Les masques sont tombés

Peu après l'annonce de ma candidature le 24 avril dernier, encouragé à ce moment par plusieurs dont Mario Dumont, j'ai senti un certain malaise au sein de l'ancien establishment du parti. Dans un parti autonomiste, j'ai cru et je crois toujours qu'aucune influence d'un parti fédéral ne devait et ne doit limiter la marge de manœuvre de l'ADQ.

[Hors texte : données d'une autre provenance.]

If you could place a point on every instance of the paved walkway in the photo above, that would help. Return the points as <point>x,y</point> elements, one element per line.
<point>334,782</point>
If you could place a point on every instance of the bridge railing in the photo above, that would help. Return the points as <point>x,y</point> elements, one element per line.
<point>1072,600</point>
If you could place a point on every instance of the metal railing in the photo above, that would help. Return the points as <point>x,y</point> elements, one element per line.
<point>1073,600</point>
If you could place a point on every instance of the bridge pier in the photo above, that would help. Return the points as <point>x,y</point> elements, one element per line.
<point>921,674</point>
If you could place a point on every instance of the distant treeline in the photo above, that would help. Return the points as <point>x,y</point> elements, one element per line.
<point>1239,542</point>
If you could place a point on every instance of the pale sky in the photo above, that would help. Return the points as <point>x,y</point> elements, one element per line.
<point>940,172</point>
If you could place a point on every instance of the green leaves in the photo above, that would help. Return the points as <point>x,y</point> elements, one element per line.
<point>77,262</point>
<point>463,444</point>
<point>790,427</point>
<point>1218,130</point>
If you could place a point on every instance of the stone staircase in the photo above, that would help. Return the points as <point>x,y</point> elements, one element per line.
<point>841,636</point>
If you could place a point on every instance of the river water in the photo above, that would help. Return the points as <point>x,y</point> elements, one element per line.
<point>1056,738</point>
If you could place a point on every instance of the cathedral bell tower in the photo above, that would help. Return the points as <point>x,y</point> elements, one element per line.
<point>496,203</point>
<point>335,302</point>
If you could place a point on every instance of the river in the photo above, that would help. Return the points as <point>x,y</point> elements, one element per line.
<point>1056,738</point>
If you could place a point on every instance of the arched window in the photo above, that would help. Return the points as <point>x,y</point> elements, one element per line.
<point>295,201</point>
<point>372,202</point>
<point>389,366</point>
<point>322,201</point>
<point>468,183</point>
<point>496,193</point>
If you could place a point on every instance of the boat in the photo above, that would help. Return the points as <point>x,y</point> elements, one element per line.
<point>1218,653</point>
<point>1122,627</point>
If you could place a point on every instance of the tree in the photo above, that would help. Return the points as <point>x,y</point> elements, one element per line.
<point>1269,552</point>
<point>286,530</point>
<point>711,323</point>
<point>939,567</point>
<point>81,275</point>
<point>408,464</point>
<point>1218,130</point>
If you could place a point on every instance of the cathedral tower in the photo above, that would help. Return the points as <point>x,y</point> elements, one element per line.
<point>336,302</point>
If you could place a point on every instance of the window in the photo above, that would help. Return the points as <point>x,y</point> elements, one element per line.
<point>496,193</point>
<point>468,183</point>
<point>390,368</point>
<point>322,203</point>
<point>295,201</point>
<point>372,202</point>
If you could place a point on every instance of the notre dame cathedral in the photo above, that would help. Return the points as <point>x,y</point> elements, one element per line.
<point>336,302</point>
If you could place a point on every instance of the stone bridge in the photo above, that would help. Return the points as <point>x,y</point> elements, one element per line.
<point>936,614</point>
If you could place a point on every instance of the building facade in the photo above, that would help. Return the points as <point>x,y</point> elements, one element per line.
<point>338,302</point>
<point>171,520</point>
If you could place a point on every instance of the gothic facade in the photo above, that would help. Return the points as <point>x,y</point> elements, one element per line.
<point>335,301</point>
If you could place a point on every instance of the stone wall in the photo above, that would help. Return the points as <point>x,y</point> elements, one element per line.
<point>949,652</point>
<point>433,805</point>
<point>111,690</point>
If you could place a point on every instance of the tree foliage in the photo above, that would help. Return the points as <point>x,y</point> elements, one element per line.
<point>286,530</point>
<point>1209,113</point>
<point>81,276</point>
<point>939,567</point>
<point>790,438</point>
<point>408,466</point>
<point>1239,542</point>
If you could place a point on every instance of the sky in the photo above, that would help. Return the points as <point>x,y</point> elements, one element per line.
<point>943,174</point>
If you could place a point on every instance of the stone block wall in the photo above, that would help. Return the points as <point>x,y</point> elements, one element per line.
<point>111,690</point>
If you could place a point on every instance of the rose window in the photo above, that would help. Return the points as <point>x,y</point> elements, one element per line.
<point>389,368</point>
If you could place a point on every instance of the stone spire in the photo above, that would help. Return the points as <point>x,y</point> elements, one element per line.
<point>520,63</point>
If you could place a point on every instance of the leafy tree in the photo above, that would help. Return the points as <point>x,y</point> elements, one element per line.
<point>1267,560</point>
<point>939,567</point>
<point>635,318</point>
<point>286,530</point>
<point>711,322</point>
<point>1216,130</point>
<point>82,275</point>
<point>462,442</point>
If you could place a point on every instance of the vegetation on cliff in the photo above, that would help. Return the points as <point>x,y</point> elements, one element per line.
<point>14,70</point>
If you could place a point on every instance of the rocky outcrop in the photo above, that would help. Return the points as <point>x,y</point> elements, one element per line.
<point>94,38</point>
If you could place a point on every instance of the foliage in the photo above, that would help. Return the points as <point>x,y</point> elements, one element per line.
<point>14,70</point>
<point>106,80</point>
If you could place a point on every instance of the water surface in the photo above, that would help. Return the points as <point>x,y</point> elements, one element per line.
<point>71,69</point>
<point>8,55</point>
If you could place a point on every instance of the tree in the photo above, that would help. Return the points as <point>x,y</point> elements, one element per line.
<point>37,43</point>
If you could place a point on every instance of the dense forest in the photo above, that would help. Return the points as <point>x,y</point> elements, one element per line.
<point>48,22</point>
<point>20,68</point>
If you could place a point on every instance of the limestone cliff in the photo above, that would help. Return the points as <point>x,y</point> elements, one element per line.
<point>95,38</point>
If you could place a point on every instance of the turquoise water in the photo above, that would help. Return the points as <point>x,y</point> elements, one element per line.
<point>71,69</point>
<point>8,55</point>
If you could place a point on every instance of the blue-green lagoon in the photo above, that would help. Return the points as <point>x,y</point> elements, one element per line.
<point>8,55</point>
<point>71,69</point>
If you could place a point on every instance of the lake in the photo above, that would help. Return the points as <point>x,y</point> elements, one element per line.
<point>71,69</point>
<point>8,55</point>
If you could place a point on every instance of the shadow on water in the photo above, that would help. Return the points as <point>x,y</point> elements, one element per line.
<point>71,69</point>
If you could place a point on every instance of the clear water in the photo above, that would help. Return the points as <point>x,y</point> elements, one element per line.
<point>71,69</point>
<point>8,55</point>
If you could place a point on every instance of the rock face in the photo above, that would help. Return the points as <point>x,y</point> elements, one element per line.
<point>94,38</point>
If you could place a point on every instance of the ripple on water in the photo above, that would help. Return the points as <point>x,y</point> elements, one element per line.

J'ai déclaré, lors du conseil général de mai, que les distances devaient être maintenues avec le Parti conservateur du Canada et aussi avec tous les autres partis oeuvrant sur la scène fédérale. Ma déclaration a fait l'objet d'un reportage de Pierre Duchesne, de la Société Radio-Canada. Celui-ci a clairement fait part de ma prise de position. Lors de ce même reportage, le journaliste a aussi identifié le sénateur [Léo] Housakos comme celui qui jusque-là, à titre de président de la Commission du financement de l'ADQ, faisait le pont entre les conservateurs au fédéral et l'ADQ au Québec.

Cette prise de position publique sur la nécessaire autonomie de l'ADQ vis-à-vis des partis politiques fédéraux m'a valu plusieurs réprimandes de membres influents du parti. J'ai donc décidé de rencontrer le sénateur Housakos et de lui faire part de vive voix de ma prise de position. Dans les jours suivants, la rencontre a bel et bien eu lieu dans un restaurant d'Ottawa. J'ai alors clairement dit au sénateur Housakos que je n'avais rien contre les conservateurs ou lui-même. Mais aussi que, sous mon éventuel leadership, l'ADQ travaillerait pour les seuls intérêts du Québec, et ce, sans aucune attache à quelque parti fédéral que ce soit. Je lui ai aussi fait part du fait que, comme membre de l'ADQ, il était le bienvenu et pouvait contribuer au financement de ma campagne selon les règles établies par le parti.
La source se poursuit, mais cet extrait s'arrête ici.